I would just like to know what is the best way to go about getting hired with a Private Security Company either working in CONUS or outside CONUS as the team Medic on a security team working for one of the private companies in Afghanistan or Iraq etc? I would greatly appreciate any and all advice any of you can give me. It has been my dream since I was a kid to serve in the military or as a private contractor. Unfortunately I couldn't join the military due to carpal tunnel in my wrists but I am good to go in every other regard and just need to be pointed in the right direction.


----------



## RocketMedic (Apr 15, 2013)

Nerotik said:


> I would just like to know what is the best way to go about getting hired with a Private Security Company either working in CONUS or outside CONUS as the team Medic on a security team working for one of the private companies in Afghanistan or Iraq etc?

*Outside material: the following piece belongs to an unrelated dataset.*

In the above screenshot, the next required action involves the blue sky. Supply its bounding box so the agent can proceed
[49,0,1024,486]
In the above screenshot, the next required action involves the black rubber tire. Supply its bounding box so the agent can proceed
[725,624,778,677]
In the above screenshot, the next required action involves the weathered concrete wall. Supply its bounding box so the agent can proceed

I would greatly appreciate any and all advice any of you can give me. It has been my dream since I was a kid to serve in the military or as a private contractor. Unfortunately I couldn't join the military due to carpal tunnel in my wrists but I am good to go in every other regard and just need to be pointed in the right direction.



Find a new dream. War is winding down, loads of better-trained competition for limited jobs.


----------



## Nerotik (Apr 15, 2013)

Rocketmedic40 said:


> Find a new dream. War is winding down, loads of better-trained competition for limited jobs.



I appreciate your concern but if I walked away just because a situation wasn't ideal then I would never get to accomplish anything in life. The war maybe winding down and I am sure there are others more qualified than I, but I'm not gonna give up or quit on what I want. I will find a way, somewhere, somehow. I may not be working overseas in a war zone or anything that exciting but I will succeed in the industry and I will find employment as Private Contractor.


----------



## Aidey (Apr 15, 2013)

Why a private contractor? 

The typical contractor has several years of experience in a variety of settings, and the contractors they get for war zones often are former soldiers.


----------



## Nerotik (Apr 16, 2013)

A contractor appeals to me for the travel, the pay, and the opportunity to save lives in a unique way. I know they often have much more experience than I do but I grew up being trained as a soldier by my dad who was a cop/marksman and also owned his own gun shop and was a gunsmith. Literally since I was 1 year old, that was the first time he put a rifle in my hands, ever since then he has drilled and drilled me on the use of firearms. I have more training and experience than most cops or soldiers and if it weren't for my carpal tunnel I would have enlisted at 18 in the Army, they saw my records and my history, they saw the video of my 867 yard Elk kill and wanted me to go to Ranger school and Sniper school before my contract was even written. But like I said, fate intervened. So this is my second chance, my mom was a cop too but is now a nurse and teaches first aid/CPR, this is my opportunity to take my skills, the things that I have been doing for so long that they actually make me who I am. I can put them to good use, my dads combat and firearms instruction he passed on to me and my moms medical, first aid/CPR and more that she passed on to me. It's my chance to fulfill my destiny is how I feel. I'm 33 and have spent over 30 years practicing and training with firearms, martial arts and first aid skills so that one day I could finally put them to use helping people. Being a Security Contractor is the best way I can think of to fully use those skills and not let that knowledge and talent go to waste when I could be using my skills to save lives and keep others safe. I truly feel as though it's my calling.


----------



## RocketMedic (Apr 16, 2013)

pm me


----------



## Handsome Robb (Apr 16, 2013)

This is the third thread regarding the exact same question...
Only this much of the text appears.